Aber ist dies auch gelungen?

Metro 2033 Redux
Bei Metro 2033 Redux kann man wohl eindeutig sagen, ja! Denn obwohl sich an der Story nichts geändert hat, weist das Spiel jetzt ein qualitativ hochwertiges Grafikpaket vor.
Kommen wir jedoch erst einmal zur Story. Diese spielt man immer noch aus der Sicht des 20-jährigen Artjoms, der in der Umgebung von U-Bahn-Tunneln, die von Banditen, Mutanten und den mysteriösen „Schwarzen“ bewohnt werden, aufgewachsen ist. Auch ist die Oberfläche weiterhin das Schaubild einer postapokalyptischen Atomkatastrophe, durch die wir uns mit der Atemmaske zeitweise kämpfen.

Der etwas ältere Teil profitiert hier vor allem von der neuen Grafikaufmachung. Diese wurde nämlich mindestens auf den Stand von Last Light angehoben und läuft nun mit der hauseigenen 4A-Engine. Wer das Original schon gespielt hat, dem werden wohl die neuen (und vor allem hochauflösenden) Texturen auffallen, welche stark an Metro: Last Light erinnern. 4A-Games hat Metro 2033 weiterhin einen dynamischen Wetterwechsel und realistischere Zerstörung der Umgebung verpasst.

Auch stechen einem die sehr atmosphärischen und dynamischen Lichteffekte ins Auge, die die düstere Zukunft von Moskau noch besser darstellen und Details noch schöner aussehen lassen. Somit wird der nukleare Winter im ersten Teil noch deutlicher, was unter anderem mit einem fahlen Sonnenschein ausgedrückt wird, der sich gerade so durch die Rauch- und Wolkendecke hindurch bahnt und das Eis am Boden zum Glänzen bringt.

Die Kämpfe von Metro 2033 wurden im groben Ganzen extrem realistischer gestaltet, was man unter anderem an den besseren Kampf- und Tarnmechanismen, der überarbeitete Feind-KI und dem Waffenhandling erkennt. Auch sind jetzt bekannte Neuerungen aus Metro: Last Light, wie etwa das Wischen über die Gasmaske, die ansprechendere Gebietskarte im Ladebildschirm, lautlose Gegnerausschaltung oder die Waffenerweiterungen eingeführt worden.
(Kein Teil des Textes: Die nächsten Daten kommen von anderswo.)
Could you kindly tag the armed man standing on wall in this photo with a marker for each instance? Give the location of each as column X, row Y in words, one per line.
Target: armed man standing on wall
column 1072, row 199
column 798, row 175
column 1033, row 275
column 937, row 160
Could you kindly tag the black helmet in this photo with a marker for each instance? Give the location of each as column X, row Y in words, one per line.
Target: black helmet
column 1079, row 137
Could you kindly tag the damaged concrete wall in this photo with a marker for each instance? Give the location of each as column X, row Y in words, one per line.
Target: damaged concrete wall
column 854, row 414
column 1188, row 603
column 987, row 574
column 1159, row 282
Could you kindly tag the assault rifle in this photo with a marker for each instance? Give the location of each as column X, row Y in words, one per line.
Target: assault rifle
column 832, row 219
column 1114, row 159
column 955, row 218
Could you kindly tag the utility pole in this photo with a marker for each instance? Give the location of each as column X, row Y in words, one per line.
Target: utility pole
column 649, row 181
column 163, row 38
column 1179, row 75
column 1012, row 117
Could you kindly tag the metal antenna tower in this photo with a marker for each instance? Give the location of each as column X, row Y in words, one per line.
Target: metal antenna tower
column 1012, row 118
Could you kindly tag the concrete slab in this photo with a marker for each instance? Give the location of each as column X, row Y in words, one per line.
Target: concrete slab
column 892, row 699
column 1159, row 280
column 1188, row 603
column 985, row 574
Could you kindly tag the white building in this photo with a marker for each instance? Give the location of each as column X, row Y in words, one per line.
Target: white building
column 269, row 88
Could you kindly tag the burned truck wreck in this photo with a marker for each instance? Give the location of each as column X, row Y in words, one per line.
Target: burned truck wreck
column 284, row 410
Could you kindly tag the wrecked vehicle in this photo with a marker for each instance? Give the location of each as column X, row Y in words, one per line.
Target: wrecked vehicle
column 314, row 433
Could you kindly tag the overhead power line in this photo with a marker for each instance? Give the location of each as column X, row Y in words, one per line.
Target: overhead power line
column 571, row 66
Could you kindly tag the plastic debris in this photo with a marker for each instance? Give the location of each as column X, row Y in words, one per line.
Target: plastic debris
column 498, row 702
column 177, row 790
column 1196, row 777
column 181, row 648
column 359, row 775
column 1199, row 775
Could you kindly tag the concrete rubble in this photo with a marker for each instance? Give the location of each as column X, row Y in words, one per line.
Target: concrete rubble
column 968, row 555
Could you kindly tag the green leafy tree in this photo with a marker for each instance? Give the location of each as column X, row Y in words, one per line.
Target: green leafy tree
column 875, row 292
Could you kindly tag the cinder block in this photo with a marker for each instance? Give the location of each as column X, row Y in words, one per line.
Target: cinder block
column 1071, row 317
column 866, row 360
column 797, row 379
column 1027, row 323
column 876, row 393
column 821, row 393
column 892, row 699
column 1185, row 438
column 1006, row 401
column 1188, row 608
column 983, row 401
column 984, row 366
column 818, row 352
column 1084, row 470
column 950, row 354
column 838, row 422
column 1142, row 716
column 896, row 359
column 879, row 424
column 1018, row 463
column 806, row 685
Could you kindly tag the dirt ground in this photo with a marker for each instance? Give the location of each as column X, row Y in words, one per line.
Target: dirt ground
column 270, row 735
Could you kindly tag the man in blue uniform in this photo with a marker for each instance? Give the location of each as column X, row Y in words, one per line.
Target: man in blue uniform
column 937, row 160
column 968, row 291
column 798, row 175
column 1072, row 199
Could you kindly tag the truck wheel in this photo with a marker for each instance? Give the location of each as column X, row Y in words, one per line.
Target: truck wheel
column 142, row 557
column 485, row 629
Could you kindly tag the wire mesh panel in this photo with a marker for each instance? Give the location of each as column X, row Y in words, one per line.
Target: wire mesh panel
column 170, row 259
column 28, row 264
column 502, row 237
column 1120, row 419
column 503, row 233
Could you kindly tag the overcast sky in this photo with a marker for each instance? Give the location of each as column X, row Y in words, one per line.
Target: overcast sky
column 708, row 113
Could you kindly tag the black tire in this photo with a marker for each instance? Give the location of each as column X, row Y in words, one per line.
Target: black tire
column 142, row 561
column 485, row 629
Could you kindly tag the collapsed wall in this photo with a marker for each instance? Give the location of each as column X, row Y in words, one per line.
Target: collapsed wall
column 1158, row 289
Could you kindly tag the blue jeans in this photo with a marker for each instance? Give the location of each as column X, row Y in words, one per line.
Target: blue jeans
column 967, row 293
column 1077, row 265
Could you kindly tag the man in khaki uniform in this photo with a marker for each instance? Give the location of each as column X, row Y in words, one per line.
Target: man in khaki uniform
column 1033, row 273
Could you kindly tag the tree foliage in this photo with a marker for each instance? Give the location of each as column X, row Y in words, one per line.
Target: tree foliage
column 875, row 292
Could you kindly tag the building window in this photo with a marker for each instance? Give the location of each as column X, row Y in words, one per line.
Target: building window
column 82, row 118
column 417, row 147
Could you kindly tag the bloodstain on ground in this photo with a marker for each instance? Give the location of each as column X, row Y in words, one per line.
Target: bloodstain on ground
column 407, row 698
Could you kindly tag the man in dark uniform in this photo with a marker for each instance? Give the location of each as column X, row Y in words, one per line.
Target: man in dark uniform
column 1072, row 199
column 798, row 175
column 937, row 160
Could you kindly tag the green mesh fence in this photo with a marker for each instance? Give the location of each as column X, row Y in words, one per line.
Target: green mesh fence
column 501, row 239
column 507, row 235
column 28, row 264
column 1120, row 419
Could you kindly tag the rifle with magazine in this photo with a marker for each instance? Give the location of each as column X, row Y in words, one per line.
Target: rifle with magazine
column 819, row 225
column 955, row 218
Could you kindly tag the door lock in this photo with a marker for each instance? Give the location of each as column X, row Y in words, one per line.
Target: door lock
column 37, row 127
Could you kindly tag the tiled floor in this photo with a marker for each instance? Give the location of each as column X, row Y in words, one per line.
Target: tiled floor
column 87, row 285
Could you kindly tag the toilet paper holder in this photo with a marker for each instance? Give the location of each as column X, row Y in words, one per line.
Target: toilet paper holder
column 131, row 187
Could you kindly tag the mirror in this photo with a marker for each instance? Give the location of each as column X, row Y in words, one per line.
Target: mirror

Metro_2033_Redux_-_Announce_1

Die Kämpfe werden im Allgemeinen durch eine überarbeitete Feind-KI einen Tick realistischer und vor allem herausfordernder. Leider muss man hier sagen, dass es an manchen Stellen trotzdem noch etwas hakt, wenn man zum Beispiel an den Wachen mit angeschaltetem Licht vorbeischleicht, während sie zu einem herüberschauen, und dennoch nichts bemerken. Diese kleinen Aussetzer kann man aber im großen Ganzen zum Glück verzeihen.

Metro: Last Light Redux
Trotz des recht jungen Alters von nur einem Jahr hat auch Metro: Last Light eine Redux-Überarbeitung bekommen. Diese beruht, wie bei seinem Vorgänger, nur auf der Überarbeitung des Spielerlebnisses. Die Story knüpft, wie im Original (Metro: Last Light), an Metro 2033 an und lässt Artjom gegen zukünftige Mutanten, Banditen, Neonazis oder Kommunisten antreten. Die spielerischen Neuerungen beziehen sich eher auf kleine Sachen, wie der Uhr an Artjoms Armgelenk, auf die man jetzt direkt schauen kann oder die direkten Übergänge zwischen Kapiteln ohne lästiges Laden.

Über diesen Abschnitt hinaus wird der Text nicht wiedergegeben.